This is not a criticism of EquiPy — it was not designed for insurance-specific data structures. It is a reason why exposure weighting matters and why a general-purpose tool requires adaptation before use in a pricing context.

insurance-fairness is also built specifically around Poisson and Gamma model outputs — the frequency/severity pair that underlies most UK motor, home, and commercial pricing models. Its calibration metrics (calibration_by_group) operate on rates with exposure offsets, and demographic parity is computed in log-space because the relevant comparison for a multiplicative model is a ratio of rates, not a difference in levels.


Where EquiPy is genuinely better

On the correction problem itself, EquiPy’s technical foundations are more rigorous than anything in insurance-fairness.

The Wasserstein barycenter approach provides optimality guarantees: the corrected prediction is the closest distribution (in Wasserstein-2 distance) to the original that achieves demographic parity. The sequential correction for multiple attributes (MultiWasserstein) is theoretically elegant — the order-invariance result means you are not making an arbitrary choice about which sensitive attribute to correct first. The epsilon parameter enables soft constraints, which is practically useful when full demographic parity is too aggressive.

The insurance-fairness optimal transport module (insurance_fairness.optimal_transport) implements Wasserstein corrections for the corrective premium component of ProxyVulnerabilityScore, but it does not expose the full multi-attribute sequential correction that EquiPy provides.
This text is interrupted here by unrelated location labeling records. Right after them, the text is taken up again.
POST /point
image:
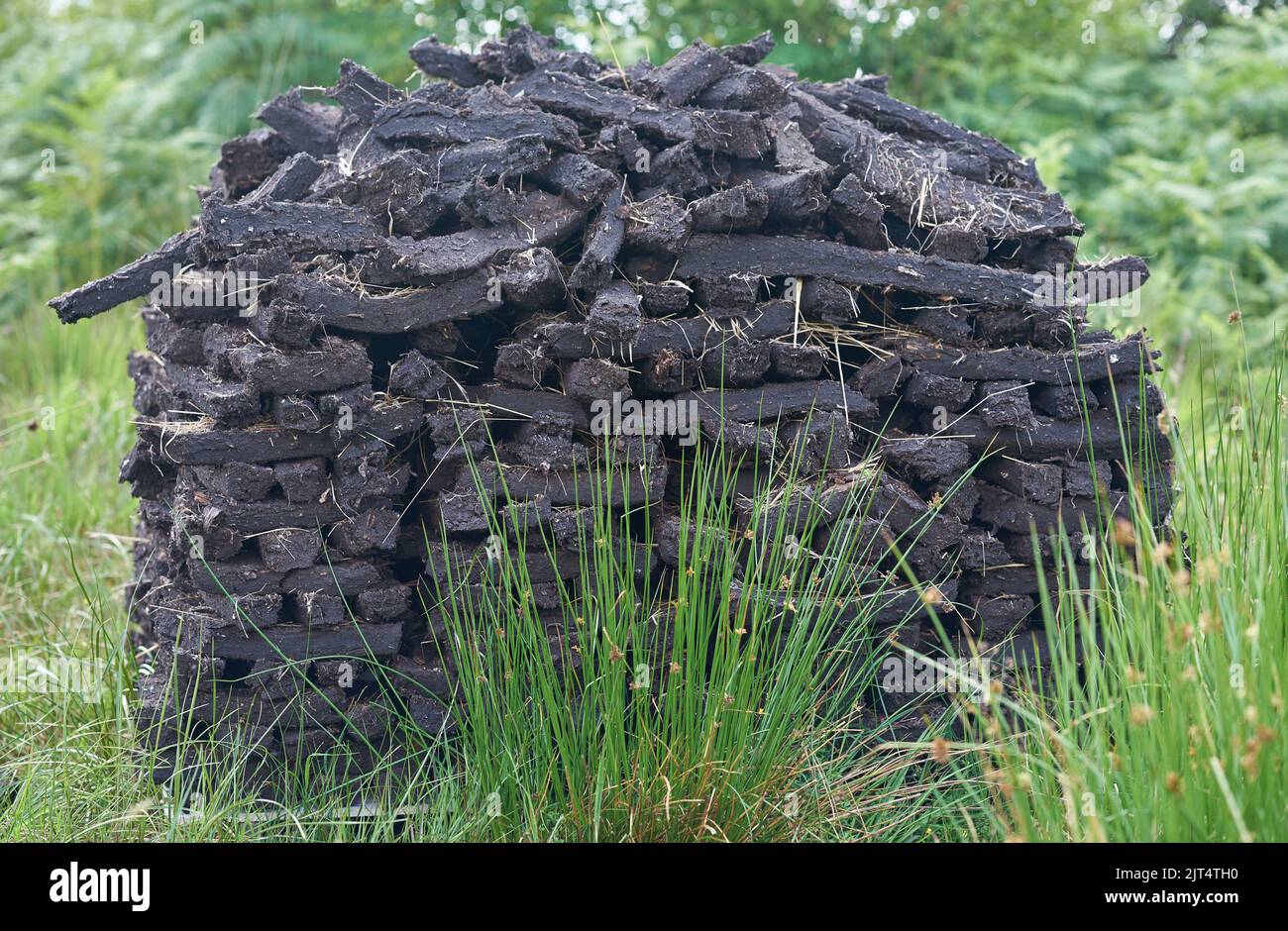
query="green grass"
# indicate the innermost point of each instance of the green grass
(1192, 660)
(1171, 730)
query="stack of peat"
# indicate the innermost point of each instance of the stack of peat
(381, 291)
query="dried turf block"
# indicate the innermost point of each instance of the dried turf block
(385, 349)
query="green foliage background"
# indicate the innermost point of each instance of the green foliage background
(1164, 123)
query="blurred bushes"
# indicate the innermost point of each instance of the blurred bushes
(1163, 121)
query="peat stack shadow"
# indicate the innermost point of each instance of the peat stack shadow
(389, 284)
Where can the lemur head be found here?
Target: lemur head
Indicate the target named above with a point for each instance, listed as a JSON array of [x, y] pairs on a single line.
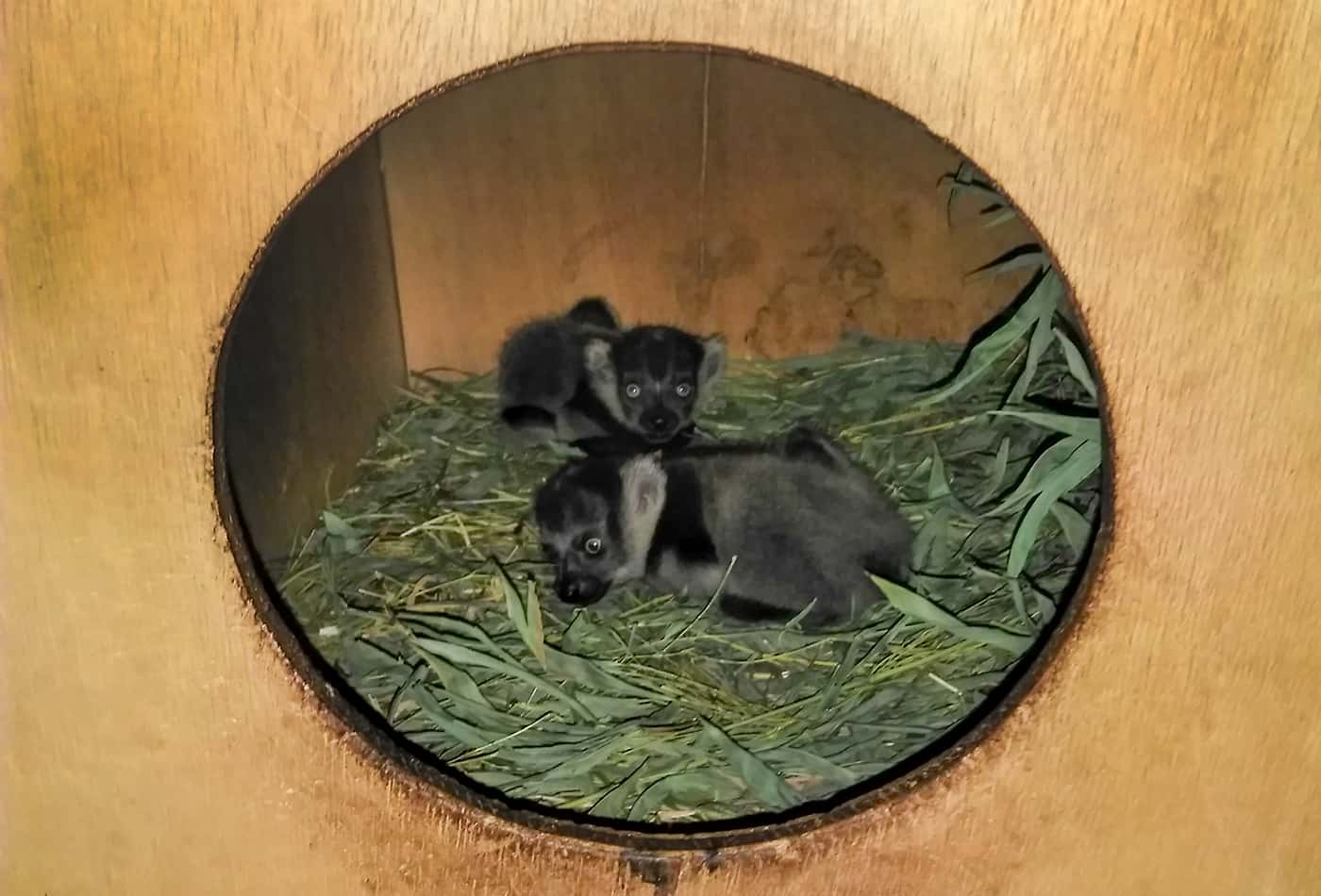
[[596, 519], [654, 377]]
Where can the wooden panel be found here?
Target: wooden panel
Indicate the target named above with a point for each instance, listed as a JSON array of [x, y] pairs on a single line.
[[823, 214], [314, 356], [761, 202], [514, 195], [158, 742]]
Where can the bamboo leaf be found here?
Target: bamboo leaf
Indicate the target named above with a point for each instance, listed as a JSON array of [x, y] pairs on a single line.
[[1020, 257], [1041, 334], [1043, 298], [911, 604], [1076, 526], [1080, 465], [1082, 425], [1077, 363], [765, 783], [462, 655], [997, 472], [1043, 467]]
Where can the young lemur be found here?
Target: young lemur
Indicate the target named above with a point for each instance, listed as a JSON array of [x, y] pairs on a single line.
[[583, 379], [799, 522]]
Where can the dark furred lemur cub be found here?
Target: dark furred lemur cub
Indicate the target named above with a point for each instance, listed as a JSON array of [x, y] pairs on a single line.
[[805, 522], [585, 380]]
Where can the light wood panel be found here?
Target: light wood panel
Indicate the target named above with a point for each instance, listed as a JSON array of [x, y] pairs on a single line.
[[746, 198], [158, 742], [314, 356]]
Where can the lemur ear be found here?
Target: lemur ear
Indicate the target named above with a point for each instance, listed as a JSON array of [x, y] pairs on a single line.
[[712, 359]]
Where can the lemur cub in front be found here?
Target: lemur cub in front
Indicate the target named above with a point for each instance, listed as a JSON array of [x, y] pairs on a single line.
[[799, 522], [583, 379]]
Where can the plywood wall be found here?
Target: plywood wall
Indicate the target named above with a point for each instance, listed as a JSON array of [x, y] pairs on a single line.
[[703, 189], [313, 356], [158, 742]]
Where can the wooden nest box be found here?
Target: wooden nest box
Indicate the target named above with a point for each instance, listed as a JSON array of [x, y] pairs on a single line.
[[723, 165]]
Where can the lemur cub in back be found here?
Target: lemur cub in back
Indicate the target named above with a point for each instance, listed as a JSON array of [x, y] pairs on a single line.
[[799, 522], [585, 380]]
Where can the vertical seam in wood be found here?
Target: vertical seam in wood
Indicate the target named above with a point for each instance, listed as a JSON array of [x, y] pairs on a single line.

Charpentier’s group has also produced a companion paper specifically on Wasserstein barycenters in insurance contexts (ECML PKDD 2023), which provides theoretical grounding for the application of these methods to actuarial data. The academic pedigree here is serious.


Side-by-side

  EquiPy insurance-fairness
Purpose Post-processing fairness correction Pre-deployment discrimination audit
Core method Wasserstein barycenter, optimal transport DML proxy detection, CatBoost R-squared, mutual information
Output Corrected predictions FCA-ready audit report with RAG statuses
Fairness criterion Demographic parity (enforced) Proxy discrimination detection (measured, not enforced)
Multiple sensitive attributes Yes — sequential, order-invariant Yes
Exposure weighting No Throughout
Insurance model structure (Poisson/Gamma) No Yes
FCA regulatory mapping No EP25/2, Consumer Duty PRIN 2A, Equality Act s.19
Assumes sensitive attribute available at correction time Yes Tests whether non-protected factors proxy for protected ones
Financial impact quantification No ProxyVulnerabilityScore, parity cost per policyholder
Theoretical guarantees Wasserstein-2 optimality Monte Carlo significance testing, DML asymptotics
Double fairness (action vs outcome Pareto) No DoubleFairnessAudit
PyPI equipy insurance-fairness

Our view

EquiPy is a technically strong library from credible authors. Arthur Charpentier has done more than almost anyone in actuarial science to apply rigorous mathematical fairness methods to insurance problems, and the optimal transport foundation gives EquiPy properties that ad-hoc correction approaches do not have.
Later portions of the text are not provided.